Systems are not static. Neither are preferences. You either anticipate the next trend, the next challenge, or you pay for it in the long run. Trust me, I work in a risk anticipation business. If you sit around and assume that nothing will ever change, ignore warning signals, then you are headed straight for a **** storm. Which is actually always very good for those of us paid to clean it up for you. But very foolish of you.
Twenty years from now that figures to be bigger still. Time are a changin'. The challenge is how to stay ahead of that curve, whether it be through changing the nature of NBA contracts, creating a Euro division to absorb and co-opt the biggest Euro threats, or whatever.

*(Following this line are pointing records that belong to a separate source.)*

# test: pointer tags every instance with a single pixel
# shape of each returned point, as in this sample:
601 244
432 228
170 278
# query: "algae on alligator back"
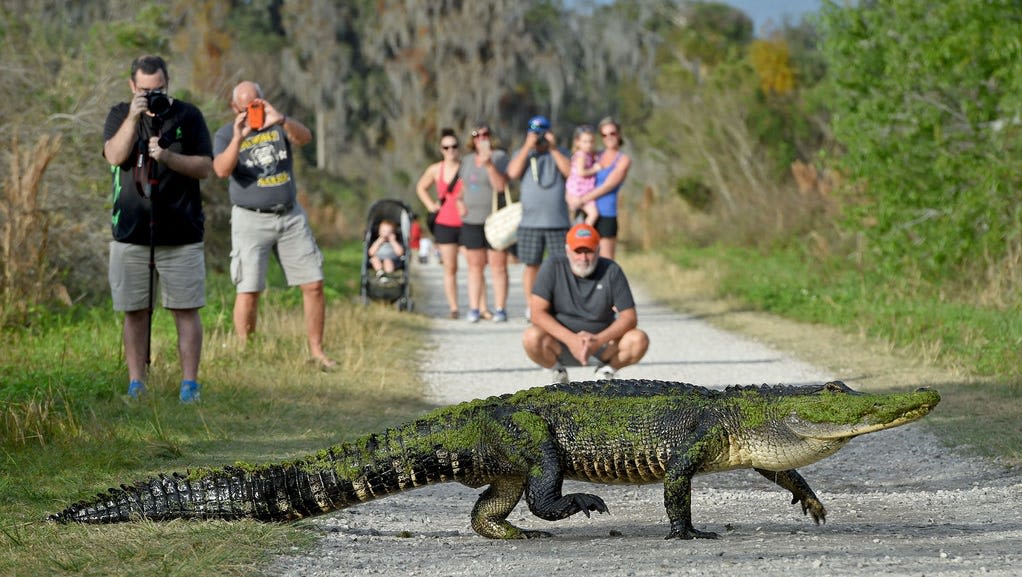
526 443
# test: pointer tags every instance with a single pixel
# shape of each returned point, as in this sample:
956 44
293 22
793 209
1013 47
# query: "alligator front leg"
800 492
678 499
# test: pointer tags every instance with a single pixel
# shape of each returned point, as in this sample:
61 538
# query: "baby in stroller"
385 252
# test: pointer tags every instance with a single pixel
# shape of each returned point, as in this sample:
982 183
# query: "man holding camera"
158 148
254 151
543 169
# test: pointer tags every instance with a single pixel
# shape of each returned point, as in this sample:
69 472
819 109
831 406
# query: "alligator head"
793 427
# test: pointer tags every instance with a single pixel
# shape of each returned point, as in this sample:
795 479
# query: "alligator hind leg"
495 505
800 492
543 488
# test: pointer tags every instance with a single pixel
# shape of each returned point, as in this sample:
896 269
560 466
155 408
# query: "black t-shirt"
584 303
176 200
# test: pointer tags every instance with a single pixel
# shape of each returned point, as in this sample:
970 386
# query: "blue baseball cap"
539 125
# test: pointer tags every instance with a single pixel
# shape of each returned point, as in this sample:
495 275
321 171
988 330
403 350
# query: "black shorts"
473 237
444 234
607 227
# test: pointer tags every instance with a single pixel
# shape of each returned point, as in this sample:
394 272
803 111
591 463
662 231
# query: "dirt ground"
898 502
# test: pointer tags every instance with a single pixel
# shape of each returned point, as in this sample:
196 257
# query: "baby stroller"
391 287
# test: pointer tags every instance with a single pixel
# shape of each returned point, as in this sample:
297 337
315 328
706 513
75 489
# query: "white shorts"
180 276
256 235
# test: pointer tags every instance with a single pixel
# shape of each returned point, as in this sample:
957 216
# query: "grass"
67 433
882 334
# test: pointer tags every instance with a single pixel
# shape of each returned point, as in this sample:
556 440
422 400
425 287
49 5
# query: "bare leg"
245 315
630 349
527 280
135 330
189 326
449 253
476 259
540 346
498 260
315 308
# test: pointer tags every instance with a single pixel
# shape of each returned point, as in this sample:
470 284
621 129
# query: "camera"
257 115
539 126
157 102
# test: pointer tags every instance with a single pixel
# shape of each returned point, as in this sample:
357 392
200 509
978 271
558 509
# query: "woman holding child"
613 170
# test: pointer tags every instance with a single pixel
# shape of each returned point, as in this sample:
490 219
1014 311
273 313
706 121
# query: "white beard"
584 271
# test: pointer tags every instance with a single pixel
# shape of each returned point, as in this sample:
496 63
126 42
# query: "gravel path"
898 502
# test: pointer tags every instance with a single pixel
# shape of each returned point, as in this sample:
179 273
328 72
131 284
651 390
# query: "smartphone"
257 115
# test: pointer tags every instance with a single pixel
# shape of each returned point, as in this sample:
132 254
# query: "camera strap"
144 171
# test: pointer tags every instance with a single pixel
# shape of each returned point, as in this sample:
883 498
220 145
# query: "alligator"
528 442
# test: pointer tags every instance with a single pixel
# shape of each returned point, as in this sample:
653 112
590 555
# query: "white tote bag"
501 227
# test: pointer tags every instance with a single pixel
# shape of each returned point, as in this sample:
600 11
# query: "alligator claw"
690 533
587 502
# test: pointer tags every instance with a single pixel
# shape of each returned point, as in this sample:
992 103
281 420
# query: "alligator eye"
836 387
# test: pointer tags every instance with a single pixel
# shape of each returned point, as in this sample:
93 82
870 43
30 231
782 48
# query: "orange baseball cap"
583 236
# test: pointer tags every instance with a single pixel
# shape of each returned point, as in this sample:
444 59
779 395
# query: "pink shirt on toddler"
576 184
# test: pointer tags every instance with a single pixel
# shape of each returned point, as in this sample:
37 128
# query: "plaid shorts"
254 236
532 242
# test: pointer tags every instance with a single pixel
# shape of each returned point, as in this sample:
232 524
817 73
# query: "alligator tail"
336 478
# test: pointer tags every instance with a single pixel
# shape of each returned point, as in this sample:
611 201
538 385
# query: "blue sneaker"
189 391
136 389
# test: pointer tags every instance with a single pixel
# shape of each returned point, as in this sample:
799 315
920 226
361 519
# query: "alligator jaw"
834 431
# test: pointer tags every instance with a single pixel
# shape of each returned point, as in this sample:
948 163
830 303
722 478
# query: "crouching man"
583 311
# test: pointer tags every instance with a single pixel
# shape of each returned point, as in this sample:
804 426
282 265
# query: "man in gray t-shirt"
583 310
543 169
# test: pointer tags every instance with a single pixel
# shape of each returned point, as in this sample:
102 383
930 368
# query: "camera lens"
157 101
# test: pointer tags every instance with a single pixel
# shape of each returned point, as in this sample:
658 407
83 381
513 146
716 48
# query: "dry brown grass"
25 230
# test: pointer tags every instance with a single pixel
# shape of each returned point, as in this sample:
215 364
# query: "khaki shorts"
180 276
256 235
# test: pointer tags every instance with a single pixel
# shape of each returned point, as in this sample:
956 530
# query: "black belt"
278 209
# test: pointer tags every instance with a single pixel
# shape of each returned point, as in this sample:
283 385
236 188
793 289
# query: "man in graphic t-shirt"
266 217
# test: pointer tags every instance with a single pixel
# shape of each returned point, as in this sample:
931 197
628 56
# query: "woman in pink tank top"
449 207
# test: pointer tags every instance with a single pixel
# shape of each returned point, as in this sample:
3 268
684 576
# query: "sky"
762 10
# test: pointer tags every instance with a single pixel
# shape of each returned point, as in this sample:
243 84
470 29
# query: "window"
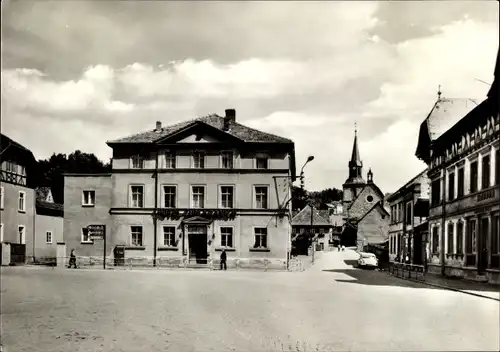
88 198
170 160
436 192
86 236
260 237
460 237
227 196
169 196
226 237
451 186
48 237
21 206
408 213
22 234
473 177
460 181
495 234
470 244
169 236
137 196
137 162
450 238
136 232
261 197
227 160
485 183
199 160
435 239
11 166
261 162
198 196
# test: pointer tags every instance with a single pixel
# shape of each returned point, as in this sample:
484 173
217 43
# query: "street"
342 309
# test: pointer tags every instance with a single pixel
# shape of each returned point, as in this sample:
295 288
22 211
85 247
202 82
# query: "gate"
17 253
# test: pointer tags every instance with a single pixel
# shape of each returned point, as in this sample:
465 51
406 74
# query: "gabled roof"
445 113
375 187
303 218
378 205
237 130
396 194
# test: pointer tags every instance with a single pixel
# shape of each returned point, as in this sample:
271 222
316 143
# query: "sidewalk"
460 285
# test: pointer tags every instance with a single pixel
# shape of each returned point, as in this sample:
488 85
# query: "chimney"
158 126
229 119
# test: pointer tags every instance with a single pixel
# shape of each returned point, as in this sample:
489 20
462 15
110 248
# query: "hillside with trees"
51 171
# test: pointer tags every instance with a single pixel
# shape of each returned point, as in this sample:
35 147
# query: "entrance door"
482 250
417 247
198 251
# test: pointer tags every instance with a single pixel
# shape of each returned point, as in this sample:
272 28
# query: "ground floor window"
226 237
85 235
136 232
260 237
169 236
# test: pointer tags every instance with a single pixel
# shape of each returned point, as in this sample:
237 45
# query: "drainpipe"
443 216
155 211
34 221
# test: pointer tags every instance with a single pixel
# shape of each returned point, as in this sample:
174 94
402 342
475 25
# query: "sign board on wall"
96 232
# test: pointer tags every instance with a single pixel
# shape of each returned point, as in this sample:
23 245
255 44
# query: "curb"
447 288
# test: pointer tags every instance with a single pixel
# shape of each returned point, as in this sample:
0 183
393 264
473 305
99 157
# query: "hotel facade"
178 195
463 169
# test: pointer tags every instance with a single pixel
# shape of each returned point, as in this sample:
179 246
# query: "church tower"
355 183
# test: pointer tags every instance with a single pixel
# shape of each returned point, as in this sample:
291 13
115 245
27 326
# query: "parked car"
367 260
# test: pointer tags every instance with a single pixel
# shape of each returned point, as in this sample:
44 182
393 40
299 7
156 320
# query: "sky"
78 73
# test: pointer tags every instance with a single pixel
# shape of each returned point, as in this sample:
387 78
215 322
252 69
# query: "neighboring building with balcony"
184 192
30 222
409 207
365 216
465 189
17 201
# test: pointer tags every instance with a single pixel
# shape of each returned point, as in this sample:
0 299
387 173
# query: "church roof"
355 159
304 218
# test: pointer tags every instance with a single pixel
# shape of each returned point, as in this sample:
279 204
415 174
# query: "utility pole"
312 232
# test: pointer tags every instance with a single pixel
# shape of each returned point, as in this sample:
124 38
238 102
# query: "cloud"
307 71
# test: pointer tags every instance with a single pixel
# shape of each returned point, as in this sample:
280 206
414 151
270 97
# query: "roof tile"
237 130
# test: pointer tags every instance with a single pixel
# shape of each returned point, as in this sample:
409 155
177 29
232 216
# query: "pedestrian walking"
72 259
223 258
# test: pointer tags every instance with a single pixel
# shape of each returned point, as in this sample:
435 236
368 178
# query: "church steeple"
355 164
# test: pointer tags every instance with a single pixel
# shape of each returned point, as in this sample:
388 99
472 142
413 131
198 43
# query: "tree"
51 171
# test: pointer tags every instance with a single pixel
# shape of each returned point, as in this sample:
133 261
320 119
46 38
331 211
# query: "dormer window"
137 162
170 160
261 162
227 160
198 160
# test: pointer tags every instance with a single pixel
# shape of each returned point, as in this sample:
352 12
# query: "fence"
407 271
182 262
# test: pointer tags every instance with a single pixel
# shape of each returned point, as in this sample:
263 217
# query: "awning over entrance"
196 220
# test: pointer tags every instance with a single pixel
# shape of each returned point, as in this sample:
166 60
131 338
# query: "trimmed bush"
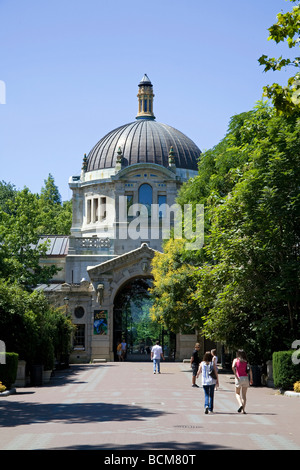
285 372
8 371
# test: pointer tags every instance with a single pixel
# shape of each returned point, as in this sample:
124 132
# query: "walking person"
195 361
215 360
210 379
156 355
240 369
123 349
119 351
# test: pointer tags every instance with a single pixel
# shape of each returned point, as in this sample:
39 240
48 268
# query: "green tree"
287 28
55 217
32 328
20 251
7 193
245 281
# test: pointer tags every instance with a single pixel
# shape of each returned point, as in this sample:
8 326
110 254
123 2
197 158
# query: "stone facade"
111 242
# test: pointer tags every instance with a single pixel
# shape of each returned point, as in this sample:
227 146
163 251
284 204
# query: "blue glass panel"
162 200
145 196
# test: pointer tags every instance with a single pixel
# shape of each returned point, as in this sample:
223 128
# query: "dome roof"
144 141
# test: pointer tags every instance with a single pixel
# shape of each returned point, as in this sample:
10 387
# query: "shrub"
285 372
297 386
8 371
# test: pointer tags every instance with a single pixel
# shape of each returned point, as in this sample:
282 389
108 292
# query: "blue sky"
72 68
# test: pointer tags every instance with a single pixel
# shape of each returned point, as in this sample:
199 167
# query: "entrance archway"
132 322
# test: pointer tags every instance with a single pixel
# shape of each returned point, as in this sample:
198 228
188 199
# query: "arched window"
145 196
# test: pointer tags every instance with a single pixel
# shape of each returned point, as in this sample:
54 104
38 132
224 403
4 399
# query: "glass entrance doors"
132 323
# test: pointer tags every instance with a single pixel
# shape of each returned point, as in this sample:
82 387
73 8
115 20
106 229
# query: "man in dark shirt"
195 360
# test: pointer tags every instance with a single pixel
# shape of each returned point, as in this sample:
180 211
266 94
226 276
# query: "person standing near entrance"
156 354
123 346
240 369
208 382
195 360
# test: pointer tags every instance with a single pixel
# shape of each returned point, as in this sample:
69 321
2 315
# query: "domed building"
121 200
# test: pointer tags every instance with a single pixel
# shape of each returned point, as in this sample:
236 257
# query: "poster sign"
100 322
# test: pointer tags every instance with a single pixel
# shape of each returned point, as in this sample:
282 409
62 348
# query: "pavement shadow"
18 414
147 446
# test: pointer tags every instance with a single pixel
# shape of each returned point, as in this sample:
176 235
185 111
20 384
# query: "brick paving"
124 406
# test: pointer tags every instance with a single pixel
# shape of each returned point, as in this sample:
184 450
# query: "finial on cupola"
119 160
171 158
145 97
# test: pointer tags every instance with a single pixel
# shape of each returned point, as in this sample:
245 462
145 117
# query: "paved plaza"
124 406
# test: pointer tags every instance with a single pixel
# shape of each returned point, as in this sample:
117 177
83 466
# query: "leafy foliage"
285 99
242 288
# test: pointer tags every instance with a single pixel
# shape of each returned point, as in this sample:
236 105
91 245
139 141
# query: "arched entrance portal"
133 323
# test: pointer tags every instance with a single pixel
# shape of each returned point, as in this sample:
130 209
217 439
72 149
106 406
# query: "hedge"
285 372
8 371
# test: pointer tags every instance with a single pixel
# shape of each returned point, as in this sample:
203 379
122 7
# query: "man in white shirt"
156 354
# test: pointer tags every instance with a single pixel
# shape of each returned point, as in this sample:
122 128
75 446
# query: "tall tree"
20 251
247 283
287 29
55 217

Brick, what you described is going to take several generations for it to happen, if indeed it is going to happen at all.
Twenty years from now, soccer will still the the #1, #2, #3... to #100 most popular sport in Europe. Basketball will be er... #101, if you're lucky.
A hundred years fro now, soccer will still be the #1 to #100 most popular sports. Get my drift? No matter how fast basketball grows, it will never ever comes remotely close to 1/100 as popular as soccer in ten lifetimes. The gap between soccer and any other sports is like the gap from here to Jupiter. For people who weren't exposed to the soccer culture, I know it's difficult to grasp the dedication. Simply, you can't think of soccer as a sport, it's like a religion but even more popular and with several times more devotion.
If some European billionaire playboy spend $50 millions on Kobe; for the rest of his life, people will say about him, "What an idiot, he could have Ronaldino for that kind of money. Instead, he wasted it on come some guy who can't even kick a ball."
If you really want to stay ahead of the curve, it's not Europe, but Asia who posts the biggest threat to sign away NBA stars in the future. Basketball has exploded in Asia and a star signing could pay for itself just in jersey sales. Right now, the Chinese's middle class isn't up to speed yet, but in twenty years they are projected to have the largest middle to upper class in the planet and with similar spending power as we do. Think of the salary and the endorsement. What athlete doesn't want a piece of that pie? A really, really big piece at that.